Understanding rental yield and capital growth
There are two ways landlords make money through property letting - capital growth and rental income growth. Let's take a look at these in more detail.
When a property increases in value over time, it is known as 'capital growth'. Capital growth, also known as capital appreciation, has been strong in recent times, but the value of property does go up as well as down, and of course the local conditions surrounding your property have a big effect.
Rental income is what the tenant pays you - hopefully this will grow over time too. In addition to the all important income, you will also need to budget for a number of necessary costs. It's worth highlighting what these costs are so you can budget for them. This is especially important as ultimately you are responsible for these costs whether the property is occupied or not.
Premiums for buildings insurance vary by area, type and size of property but allow for between 2 and 3% of the rent. For furnished property allow between another 1 and 4% of the rent depending on the level of furnishing.
Replacing fixtures and fittings
Allow for 10% of the rent each year to replace worn out fixtures, fittings and furnishings. Also, be prepared to re-decorate every few years.
Things break down and need to be maintained over time. You will need to allow a percentage of the rent to cover this. The type, age and condition of the property will obviously have an effect on repairs and maintenance of the property, so this should be taken in to consideration when choosing your property to purchase.
Ground rent and service charges
If the property is leasehold you'll have to pay these charges.
Allow for empty periods
Don't assume the property will always be occupied with a rent paying tenant. Budget for a month each year when the property is empty - 'void periods' in landlord jargon.
Letting agency fee
Fees vary but a good agent could get you a higher rent than if you find a tenant privately - remember that we have more market expertise and a greater selection of tenants for you to choose from which will more than make up for our charges (which in most cases are tax deductible anyway).
Of course, your biggest cost is likely to be your mortgage.
Many buy-to-let mortgage lenders will only lend up to 80% of the property value, so you'll need to put in some money yourself - which of course has a cost too!
Once you have deducted all these costs from the rent, you end up with your net expected rental income.
If you divide this into the value of the property, including all the costs associated with buying it, you have the 'true' or 'net rental yield'.
So, if net rental income is £10,000 and the property cost £200,000, the net rental yield is simply £10,000 divided by £200,000 which equals 0.05 or 5%.
Once you do the maths, you may find that the net rental yield figure is less than the cost of your mortgage, leaving you with a shortfall. However, if you have bought well, you should expect the rental income to creep up over time - plus you should see some capital growth too.
Understanding your legal responsibilities as a landlord
There are some legal requirements you will have to comply with as a landlord. This section introduces some of these responsibilities.

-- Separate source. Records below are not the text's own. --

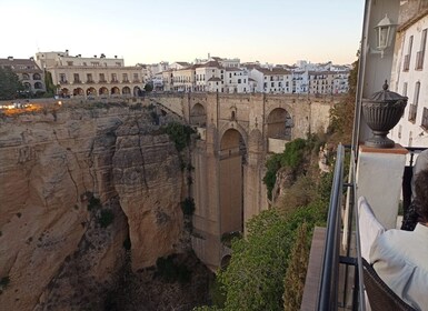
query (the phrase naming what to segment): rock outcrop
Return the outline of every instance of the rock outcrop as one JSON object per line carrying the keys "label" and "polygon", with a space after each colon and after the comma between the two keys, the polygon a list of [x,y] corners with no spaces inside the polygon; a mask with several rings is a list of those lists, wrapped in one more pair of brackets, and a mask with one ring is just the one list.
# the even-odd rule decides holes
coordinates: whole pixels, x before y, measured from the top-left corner
{"label": "rock outcrop", "polygon": [[[49,310],[60,303],[54,289],[79,295],[79,280],[107,289],[123,264],[128,227],[133,270],[179,251],[180,161],[145,109],[68,108],[2,118],[0,185],[6,310]],[[99,211],[88,211],[88,193],[103,203]],[[104,228],[101,210],[113,214]],[[77,279],[61,281],[73,273]]]}

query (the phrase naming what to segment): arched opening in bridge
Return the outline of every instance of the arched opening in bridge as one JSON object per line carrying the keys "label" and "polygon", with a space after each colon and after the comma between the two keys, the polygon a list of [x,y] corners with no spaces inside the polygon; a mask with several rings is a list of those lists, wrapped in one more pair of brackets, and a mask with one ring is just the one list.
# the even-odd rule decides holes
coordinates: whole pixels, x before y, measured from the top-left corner
{"label": "arched opening in bridge", "polygon": [[87,96],[88,97],[96,97],[97,96],[97,90],[94,88],[89,88],[87,90]]}
{"label": "arched opening in bridge", "polygon": [[139,87],[133,87],[132,92],[135,97],[139,97],[141,94],[141,89]]}
{"label": "arched opening in bridge", "polygon": [[207,112],[199,102],[196,103],[190,110],[190,124],[205,128],[207,123]]}
{"label": "arched opening in bridge", "polygon": [[102,87],[102,88],[100,88],[99,93],[100,93],[100,96],[108,96],[109,94],[109,90],[106,87]]}
{"label": "arched opening in bridge", "polygon": [[243,165],[247,147],[235,129],[225,132],[220,142],[220,234],[243,231]]}
{"label": "arched opening in bridge", "polygon": [[77,88],[77,89],[74,89],[73,90],[73,96],[74,97],[82,97],[82,96],[84,96],[84,91],[83,91],[83,89],[81,89],[81,88]]}
{"label": "arched opening in bridge", "polygon": [[282,108],[273,109],[268,116],[268,138],[291,140],[292,119]]}

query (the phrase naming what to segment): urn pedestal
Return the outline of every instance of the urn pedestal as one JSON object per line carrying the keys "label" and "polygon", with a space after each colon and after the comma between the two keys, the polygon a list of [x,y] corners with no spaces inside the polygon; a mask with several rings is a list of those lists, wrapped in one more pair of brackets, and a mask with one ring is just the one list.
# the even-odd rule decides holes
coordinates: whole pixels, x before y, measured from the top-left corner
{"label": "urn pedestal", "polygon": [[394,148],[395,142],[387,138],[389,131],[398,123],[407,104],[407,97],[388,90],[385,81],[384,90],[369,99],[362,99],[362,114],[372,131],[372,137],[365,144],[374,148]]}

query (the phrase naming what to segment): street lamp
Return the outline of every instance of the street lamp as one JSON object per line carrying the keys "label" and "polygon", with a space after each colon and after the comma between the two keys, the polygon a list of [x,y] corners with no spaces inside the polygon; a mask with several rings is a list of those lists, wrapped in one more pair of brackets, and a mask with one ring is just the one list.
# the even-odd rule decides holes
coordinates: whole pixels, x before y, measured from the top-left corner
{"label": "street lamp", "polygon": [[388,14],[385,14],[385,18],[375,26],[376,47],[370,50],[371,53],[380,53],[380,57],[384,58],[385,50],[392,43],[396,26],[388,18]]}

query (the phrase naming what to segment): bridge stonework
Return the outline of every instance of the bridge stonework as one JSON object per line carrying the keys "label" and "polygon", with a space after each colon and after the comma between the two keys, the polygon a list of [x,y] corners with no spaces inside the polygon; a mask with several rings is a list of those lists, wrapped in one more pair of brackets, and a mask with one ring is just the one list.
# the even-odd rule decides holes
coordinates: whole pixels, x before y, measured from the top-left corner
{"label": "bridge stonework", "polygon": [[272,143],[325,132],[329,111],[342,97],[285,94],[156,94],[150,100],[196,126],[201,139],[192,150],[196,203],[192,248],[212,270],[230,250],[222,237],[267,209],[262,179]]}

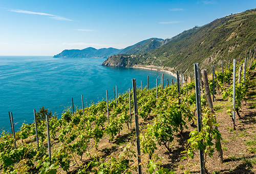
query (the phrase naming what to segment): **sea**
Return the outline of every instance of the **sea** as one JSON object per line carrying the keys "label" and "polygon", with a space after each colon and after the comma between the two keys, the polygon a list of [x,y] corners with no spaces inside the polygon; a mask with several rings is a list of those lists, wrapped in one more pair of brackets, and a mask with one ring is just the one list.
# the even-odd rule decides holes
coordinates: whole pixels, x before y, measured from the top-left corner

The law states you must maintain the property and undertake any major repairs that are required. This includes anything that affects the structure and exterior as well as the electrical, heating, hot water and sanitary conditions.
In addition, there are special rules that apply to soft furnishings, gas and electrical safety, tenants with disabilities and shared houses. These rules can be found below.
All soft furnishings must comply with the Furniture and Furnishings (Fire) Safety Regulations 1988 and be fire safety compliant. Look for the fire safety label on all furnishings. For further information visit here.
The Gas Safety (Installation and Use) Regulations 1998 say landlords must ensure that gas appliances, fittings and flues are safe for tenants use and that installation, maintenance and annual safety checks are carried out by a Corgi-registered gas installer. If everything is OK, you'll be given a certificate called a CP12 and you must give a copy of this to the tenant. Gas safety checks must be carried out on a property annually. For further information visit here.
The Electrical Equipment and Safety Regulations say you must ensure that the electrics are safe, with operating instructions and safety notices supplied before a letting commences. Get your electrics regularly checked by a qualified electrician.
Landlords should make 'reasonable adjustments' to their property to accommodate a disabled person.
Certain types of shared houses (called Houses in Multiple Occupation) have to be licensed under special rules, which also require the property meets certain extra fire and electrical safety standards. These rules also set a limit to the number of people who can occupy a property. Whether or not you need to get a licence depends on the size of the property and varies by council - ask your local authority's housing department for more information.
A good general Government guide to all the regulations can be found HERE:
If you are in any doubt what your responsibilities are, Oakwood lettings will be able to help and advise - however, as the landlord it's your legal responsibility to ensure the regulations are complied with and that safety checks have actually been carried out - failure to do so is a criminal offence so seek advice and guidance.
Also, if you own a flat, some leases require you to tell the freeholder of your plans to let or may prohibit certain types of lettings - check your lease agreement carefully for any possible restrictions.
Finally, if you are planning to let your former home, a standard home insurance policy will not cover you properly and may result in claims being rejected - you'll need a special landlords' insurance policy. But don't worry - premiums are not much higher than on a standard policy.